Да и мне самой уже было невмоготу всё время напрягать мозги, измышляя всё новые и новые «педагогические приёмы», которые на поверку очень часто были вопиюще антипедагогическими. И тогда… тогда наш отряд с треском развалится… Разлетится в прах, и произойдёт это вмиг. Значит, необходимо создавать стабильную структуру, на которой дисциплина и стремление к централизации будут держаться естественно, без нажима и репрессий. Если я опущусь (на радость Матроне и иже с ней) до «палочных» методов, это станет концом всех наших фантастических замыслов. Это уже было совершенно очевидно.
Но как это сделать?
Однако, как создать такую новую структуру – я пока плохо себе представляла. Самоуправление в нашем отряде было делом уже вполне обычным. Но командиры, конечно, очень полезные люди в отряде, пока мало пеклись о том, как они будут действовать в моё отсутствие, без постоянного надзора «государева ока».

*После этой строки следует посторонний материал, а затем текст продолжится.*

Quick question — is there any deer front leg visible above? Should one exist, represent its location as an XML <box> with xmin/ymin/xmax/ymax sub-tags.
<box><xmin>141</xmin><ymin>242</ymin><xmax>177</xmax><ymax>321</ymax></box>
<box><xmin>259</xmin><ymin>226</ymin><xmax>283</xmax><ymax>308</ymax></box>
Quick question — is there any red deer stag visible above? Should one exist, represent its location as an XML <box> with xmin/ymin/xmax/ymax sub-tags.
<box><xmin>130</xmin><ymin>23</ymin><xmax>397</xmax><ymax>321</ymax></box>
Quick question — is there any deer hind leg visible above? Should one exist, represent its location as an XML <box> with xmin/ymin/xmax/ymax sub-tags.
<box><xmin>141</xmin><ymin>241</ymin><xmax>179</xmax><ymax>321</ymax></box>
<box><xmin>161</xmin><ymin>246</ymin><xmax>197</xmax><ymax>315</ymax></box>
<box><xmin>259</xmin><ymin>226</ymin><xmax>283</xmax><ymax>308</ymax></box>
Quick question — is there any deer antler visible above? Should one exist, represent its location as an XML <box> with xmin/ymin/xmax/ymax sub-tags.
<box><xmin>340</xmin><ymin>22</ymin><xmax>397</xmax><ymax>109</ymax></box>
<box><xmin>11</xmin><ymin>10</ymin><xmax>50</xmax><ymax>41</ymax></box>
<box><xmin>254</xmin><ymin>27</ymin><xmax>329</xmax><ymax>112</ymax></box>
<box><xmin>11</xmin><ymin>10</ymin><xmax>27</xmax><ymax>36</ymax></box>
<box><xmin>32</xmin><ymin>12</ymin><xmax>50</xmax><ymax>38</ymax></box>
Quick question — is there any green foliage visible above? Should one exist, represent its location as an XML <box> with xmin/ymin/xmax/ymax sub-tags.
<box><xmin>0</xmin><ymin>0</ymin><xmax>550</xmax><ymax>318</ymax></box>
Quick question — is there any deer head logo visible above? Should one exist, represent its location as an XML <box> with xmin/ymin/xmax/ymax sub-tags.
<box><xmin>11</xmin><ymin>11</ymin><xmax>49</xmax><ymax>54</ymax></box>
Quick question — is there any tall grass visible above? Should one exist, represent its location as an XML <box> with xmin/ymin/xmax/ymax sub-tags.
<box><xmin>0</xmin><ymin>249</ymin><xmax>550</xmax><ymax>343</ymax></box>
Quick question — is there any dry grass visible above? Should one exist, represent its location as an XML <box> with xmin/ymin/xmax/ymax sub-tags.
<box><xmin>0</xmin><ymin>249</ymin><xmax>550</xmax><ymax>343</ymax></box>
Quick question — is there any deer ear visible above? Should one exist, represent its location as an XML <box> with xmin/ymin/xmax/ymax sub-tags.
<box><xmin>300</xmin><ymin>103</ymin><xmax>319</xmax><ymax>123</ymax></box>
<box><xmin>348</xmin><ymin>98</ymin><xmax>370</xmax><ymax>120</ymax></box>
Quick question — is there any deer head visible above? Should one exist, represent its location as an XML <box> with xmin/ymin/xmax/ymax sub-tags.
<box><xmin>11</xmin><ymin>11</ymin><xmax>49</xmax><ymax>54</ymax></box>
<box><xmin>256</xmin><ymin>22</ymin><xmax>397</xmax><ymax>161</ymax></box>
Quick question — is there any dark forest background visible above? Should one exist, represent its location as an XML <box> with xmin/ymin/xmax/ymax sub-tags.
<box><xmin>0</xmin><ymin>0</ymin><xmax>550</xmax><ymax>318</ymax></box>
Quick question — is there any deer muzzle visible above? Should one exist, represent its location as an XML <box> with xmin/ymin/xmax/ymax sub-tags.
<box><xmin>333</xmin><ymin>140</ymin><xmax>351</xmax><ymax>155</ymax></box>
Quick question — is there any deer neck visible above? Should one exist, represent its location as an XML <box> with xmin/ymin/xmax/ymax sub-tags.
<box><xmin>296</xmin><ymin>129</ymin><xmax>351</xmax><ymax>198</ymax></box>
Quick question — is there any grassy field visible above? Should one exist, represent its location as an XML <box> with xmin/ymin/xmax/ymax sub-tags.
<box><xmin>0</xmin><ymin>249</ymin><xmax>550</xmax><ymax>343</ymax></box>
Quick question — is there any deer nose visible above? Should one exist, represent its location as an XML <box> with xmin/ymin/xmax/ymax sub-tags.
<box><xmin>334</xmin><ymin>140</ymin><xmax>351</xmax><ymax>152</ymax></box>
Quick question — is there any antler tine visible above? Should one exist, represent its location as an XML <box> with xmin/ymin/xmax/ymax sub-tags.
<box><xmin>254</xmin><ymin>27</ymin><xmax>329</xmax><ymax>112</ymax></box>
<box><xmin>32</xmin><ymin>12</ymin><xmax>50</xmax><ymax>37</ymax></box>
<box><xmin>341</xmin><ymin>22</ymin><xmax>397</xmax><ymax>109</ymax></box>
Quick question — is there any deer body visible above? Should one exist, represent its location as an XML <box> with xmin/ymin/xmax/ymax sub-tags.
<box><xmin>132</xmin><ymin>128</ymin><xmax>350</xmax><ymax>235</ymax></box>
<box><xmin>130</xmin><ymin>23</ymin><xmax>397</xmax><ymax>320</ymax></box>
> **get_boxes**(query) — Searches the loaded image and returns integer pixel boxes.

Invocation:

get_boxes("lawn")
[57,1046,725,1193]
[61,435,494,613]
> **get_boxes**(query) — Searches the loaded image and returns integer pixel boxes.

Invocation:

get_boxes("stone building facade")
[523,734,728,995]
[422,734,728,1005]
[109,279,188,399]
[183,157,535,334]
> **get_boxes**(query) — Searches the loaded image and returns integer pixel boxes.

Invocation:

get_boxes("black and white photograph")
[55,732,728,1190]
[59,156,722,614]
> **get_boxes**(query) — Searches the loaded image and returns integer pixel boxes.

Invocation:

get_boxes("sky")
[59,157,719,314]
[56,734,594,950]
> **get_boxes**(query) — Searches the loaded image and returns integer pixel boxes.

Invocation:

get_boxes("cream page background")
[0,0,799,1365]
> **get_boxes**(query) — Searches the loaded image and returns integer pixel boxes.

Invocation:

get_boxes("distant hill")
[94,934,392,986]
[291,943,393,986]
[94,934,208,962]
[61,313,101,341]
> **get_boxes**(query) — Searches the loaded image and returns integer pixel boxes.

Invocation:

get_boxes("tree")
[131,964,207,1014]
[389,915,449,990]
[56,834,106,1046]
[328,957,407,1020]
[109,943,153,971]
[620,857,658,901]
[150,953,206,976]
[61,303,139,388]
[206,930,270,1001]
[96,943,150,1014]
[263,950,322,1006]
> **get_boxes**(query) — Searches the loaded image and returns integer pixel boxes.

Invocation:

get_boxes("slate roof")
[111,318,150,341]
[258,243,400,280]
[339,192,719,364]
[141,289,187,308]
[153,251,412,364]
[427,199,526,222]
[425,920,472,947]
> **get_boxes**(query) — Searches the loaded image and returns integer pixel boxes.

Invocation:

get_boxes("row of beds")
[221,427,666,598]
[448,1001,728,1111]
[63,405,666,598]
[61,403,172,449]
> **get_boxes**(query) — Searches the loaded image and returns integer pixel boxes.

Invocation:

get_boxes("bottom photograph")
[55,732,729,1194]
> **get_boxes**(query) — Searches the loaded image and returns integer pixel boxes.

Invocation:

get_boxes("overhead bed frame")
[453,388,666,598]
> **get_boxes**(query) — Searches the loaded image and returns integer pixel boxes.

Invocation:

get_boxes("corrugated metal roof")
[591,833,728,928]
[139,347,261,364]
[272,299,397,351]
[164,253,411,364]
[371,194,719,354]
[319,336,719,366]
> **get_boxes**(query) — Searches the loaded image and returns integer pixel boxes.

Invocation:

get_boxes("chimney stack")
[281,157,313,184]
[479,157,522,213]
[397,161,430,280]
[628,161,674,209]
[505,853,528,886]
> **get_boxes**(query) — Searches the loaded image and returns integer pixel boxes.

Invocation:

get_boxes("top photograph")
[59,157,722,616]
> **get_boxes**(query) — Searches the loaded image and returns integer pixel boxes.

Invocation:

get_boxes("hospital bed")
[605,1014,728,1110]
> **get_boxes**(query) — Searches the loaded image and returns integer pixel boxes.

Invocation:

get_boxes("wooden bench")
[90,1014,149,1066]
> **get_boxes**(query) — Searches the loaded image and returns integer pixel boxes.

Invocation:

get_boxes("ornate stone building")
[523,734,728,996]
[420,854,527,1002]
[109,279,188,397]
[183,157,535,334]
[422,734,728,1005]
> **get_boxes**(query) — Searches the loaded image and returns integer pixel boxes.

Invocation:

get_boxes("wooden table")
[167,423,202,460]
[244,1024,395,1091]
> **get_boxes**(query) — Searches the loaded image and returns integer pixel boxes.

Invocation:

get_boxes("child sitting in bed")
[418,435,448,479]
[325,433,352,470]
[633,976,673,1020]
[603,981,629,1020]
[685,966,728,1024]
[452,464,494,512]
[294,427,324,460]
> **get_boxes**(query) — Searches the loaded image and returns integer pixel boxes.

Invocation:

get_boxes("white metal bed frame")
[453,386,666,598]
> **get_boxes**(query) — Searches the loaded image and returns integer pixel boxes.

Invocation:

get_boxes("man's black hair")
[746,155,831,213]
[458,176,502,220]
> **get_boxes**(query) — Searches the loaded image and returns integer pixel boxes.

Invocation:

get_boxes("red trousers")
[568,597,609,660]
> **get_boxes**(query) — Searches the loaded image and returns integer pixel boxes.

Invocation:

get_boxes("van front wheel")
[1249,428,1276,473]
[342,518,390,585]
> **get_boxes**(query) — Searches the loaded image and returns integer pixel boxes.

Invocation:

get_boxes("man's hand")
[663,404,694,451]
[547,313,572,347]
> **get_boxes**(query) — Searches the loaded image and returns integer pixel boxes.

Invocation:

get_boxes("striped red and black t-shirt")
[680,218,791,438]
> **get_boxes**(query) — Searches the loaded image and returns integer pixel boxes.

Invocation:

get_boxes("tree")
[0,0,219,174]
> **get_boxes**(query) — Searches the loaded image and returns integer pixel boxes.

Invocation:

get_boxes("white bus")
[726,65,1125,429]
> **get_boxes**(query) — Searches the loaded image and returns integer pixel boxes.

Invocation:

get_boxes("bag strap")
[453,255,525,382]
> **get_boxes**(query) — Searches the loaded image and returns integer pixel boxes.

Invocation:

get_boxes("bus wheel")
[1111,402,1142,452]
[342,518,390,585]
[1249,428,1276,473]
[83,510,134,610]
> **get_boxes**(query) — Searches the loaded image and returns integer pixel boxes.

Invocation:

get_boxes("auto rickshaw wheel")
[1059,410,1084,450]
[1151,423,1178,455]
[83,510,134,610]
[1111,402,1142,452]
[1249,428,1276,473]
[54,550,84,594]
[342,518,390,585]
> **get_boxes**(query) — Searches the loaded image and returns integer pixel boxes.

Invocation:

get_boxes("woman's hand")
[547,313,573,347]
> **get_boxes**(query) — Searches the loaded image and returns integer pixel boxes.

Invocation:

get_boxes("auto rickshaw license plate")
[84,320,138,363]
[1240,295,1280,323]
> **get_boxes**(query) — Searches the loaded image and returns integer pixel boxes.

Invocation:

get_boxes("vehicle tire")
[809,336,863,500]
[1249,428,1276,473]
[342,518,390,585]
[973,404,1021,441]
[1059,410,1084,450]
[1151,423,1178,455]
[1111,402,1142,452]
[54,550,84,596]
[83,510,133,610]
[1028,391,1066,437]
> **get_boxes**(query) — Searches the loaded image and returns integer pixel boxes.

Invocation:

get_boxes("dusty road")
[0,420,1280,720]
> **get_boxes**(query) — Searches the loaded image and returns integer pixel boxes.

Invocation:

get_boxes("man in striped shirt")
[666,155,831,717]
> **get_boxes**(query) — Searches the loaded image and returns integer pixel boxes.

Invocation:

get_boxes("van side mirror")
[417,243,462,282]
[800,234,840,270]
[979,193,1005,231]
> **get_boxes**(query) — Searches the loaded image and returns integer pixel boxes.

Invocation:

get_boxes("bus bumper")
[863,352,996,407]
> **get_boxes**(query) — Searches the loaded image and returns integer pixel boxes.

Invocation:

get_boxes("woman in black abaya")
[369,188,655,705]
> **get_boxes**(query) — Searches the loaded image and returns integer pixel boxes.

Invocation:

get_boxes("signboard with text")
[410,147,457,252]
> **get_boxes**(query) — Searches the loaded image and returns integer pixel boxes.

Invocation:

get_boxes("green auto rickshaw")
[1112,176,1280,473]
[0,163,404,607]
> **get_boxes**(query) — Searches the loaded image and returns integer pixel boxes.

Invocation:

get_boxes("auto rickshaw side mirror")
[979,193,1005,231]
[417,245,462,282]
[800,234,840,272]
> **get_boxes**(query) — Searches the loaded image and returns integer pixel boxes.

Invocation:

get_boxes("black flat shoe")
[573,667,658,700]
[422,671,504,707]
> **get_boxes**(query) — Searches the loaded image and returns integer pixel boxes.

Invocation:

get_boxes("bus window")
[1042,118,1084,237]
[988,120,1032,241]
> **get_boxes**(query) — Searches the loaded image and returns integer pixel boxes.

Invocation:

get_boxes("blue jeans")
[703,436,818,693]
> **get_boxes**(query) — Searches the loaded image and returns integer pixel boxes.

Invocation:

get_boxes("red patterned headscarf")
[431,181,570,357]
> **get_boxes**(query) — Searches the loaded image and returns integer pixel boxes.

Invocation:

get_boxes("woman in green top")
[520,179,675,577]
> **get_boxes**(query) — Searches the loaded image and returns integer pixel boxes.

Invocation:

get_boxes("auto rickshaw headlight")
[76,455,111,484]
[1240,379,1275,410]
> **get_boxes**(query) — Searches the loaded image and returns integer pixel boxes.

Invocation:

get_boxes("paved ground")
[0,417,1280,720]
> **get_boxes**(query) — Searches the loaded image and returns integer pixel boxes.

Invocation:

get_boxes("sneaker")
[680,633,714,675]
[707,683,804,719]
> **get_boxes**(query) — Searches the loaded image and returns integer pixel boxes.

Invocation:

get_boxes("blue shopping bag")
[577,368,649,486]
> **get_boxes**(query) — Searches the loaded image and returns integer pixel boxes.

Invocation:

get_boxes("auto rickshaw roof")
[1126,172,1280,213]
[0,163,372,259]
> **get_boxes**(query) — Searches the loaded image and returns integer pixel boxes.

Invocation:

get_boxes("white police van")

Мне же хотелось добиться такого состояния, чтобы моё временное отсутствие в отряде не замечалось вовсе, «жизнь не прекращалась» – пусть пока хотя бы в организации уборок и дежурств.
Была и ещё одна объективная трудность: в первые дни работы в детском доме я, своим немыслимо дотошным опекунством, приучила их к мысли, что они – единственный смысл и радость моей жизни, что я делаю свою работу и для себя тоже, для собственного удовольствия. То есть, на мою беду, в головах некоторых моих воспитанников сложилась некая матрица патологического поведения – они мне как бы позволяли ухаживать за собой.
Так оно, в некотором смысле, и было, как это ни кощунственно звучит по отношению к моим собственным детям. Мои долготерпеливые чада уже смирились, что я их «променяла» на детдомовских, но уже не сильно сердились на меня; более того, при первой же возможности приезжали в детский дом, благо, автобус ходил по удобному маршруту, прижились в отряде, по возможности, участвовали в наших отрядных делах. А то и советы мне давали – как сделать так, что «первый» всегда и везде был первым.
Им, и, правда, очень хотелось, что «наши дети» стали лучше всех. Однако «наши дети» пока крепко усвоили только одну мысль: Ольга Николаевна создана для них лично – чтобы быть их мамкой, нянькой и прочее… На поводу у них я, конечно, не шла, но всегда и во всём «во главу угла» ставила неизменный принцип: только бы «нашим детям» было хорошо.
После знакомства с их личными делами я просто не могла себе позволить спокойно смотреть, как несчастные, с пелёнок унижаемые и обижаемые ребятишки (и неважно, что многие из них уже на голову выше меня), спотыкаясь и падая, набивали себе шишки на нежном детском лобике и кронянили носы, на тернистом пути к истине, а я, взрослый, знающий жизнь человек, сижу и сочиняю всякие педагогические «методы».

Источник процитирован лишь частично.